Held v. Montana is the first constitutional law climate lawsuit to go to trial in the United States. The case was filed in March 2020 by sixteen youth residents of Montana, then aged 2 through 18.

The plaintiffs argued that the state's support of the fossil fuel industry had worsened the effects of climate change on their lives, thus denying their right to a "clean and healthful environment in Montana for present and future generations" as required by the Constitution of Montana.

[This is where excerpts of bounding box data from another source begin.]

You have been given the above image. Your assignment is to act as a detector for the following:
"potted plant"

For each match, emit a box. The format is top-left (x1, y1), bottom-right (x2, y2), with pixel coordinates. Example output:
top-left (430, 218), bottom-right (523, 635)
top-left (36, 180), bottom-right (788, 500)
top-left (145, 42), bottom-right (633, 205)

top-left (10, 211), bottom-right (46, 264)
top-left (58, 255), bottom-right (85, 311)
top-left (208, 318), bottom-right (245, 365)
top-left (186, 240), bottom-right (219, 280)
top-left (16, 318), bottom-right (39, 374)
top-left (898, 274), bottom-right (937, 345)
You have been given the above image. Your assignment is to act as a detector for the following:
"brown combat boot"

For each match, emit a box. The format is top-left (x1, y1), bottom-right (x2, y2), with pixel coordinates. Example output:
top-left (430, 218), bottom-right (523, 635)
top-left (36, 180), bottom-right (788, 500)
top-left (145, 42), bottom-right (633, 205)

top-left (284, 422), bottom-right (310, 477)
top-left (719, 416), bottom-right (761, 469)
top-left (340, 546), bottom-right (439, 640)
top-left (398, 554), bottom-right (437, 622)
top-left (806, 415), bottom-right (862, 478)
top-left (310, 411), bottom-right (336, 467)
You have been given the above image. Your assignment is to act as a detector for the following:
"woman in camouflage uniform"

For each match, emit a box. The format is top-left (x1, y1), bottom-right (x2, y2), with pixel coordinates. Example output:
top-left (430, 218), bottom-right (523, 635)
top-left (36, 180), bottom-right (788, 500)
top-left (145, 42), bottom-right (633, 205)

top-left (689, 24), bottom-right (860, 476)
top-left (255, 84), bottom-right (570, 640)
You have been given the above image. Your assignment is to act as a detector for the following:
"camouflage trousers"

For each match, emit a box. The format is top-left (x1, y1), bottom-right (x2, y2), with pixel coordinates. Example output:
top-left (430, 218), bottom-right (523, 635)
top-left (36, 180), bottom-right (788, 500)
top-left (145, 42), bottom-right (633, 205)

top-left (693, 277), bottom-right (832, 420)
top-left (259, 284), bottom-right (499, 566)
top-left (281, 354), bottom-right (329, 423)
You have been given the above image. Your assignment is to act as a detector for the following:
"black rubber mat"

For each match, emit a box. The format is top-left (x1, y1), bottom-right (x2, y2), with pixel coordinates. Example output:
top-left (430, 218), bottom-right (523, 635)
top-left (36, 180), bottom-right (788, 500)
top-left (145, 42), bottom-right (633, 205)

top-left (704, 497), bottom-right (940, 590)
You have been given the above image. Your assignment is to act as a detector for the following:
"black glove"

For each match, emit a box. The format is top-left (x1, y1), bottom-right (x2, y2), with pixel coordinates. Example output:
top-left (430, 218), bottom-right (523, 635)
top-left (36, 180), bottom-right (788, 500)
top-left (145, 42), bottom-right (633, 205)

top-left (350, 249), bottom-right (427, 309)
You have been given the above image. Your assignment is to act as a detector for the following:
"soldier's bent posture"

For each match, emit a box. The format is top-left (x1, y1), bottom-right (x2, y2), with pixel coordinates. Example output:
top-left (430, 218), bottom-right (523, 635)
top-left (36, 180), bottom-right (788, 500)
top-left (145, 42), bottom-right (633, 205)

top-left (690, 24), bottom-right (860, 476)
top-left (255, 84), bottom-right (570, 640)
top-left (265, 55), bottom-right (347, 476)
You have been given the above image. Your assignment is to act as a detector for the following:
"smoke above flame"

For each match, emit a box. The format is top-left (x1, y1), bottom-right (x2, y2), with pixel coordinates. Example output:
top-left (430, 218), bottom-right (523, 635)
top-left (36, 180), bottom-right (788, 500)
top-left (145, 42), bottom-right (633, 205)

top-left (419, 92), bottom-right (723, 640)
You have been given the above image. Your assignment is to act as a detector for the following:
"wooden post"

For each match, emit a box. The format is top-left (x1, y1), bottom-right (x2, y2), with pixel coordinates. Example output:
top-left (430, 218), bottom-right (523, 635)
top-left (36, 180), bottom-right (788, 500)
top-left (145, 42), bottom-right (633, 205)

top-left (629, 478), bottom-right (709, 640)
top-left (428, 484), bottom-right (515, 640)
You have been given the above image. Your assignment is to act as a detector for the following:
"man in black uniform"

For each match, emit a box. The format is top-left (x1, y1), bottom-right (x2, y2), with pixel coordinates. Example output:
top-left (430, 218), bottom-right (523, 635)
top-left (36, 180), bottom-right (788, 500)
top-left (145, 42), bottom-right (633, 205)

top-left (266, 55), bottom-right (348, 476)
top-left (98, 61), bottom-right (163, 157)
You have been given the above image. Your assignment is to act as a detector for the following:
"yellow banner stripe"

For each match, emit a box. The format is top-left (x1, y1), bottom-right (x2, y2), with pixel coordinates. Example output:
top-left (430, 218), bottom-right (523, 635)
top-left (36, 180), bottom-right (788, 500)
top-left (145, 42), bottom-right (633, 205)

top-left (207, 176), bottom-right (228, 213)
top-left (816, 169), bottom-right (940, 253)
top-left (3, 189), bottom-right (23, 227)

In the trial, held in June 2023, the plaintiffs challenged a law that prohibited the state from considering greenhouse gas emissions as a factor when deciding whether to issue permits for energy-related projects. On August 14, 2023, the trial court judge ruled in the youth plaintiffs' favor, though the state indicated it would appeal the decision. Montana's Supreme Court heard oral arguments on July 10, 2024, its seven justices taking the case under advisement. On December 18, 2024, the Montana Supreme Court upheld the county court ruling.

===Statutes===
In May 2023, Republican lawmakers passed a law—possibly the nation’s most aggressive anti-climate action law—prohibiting state agencies from considering climate change impacts when considering permits for projects like coal mines and fuel power plants. A decade-old state law already prohibited the state from considering "actual or potential impacts that are regional, national, or global in nature".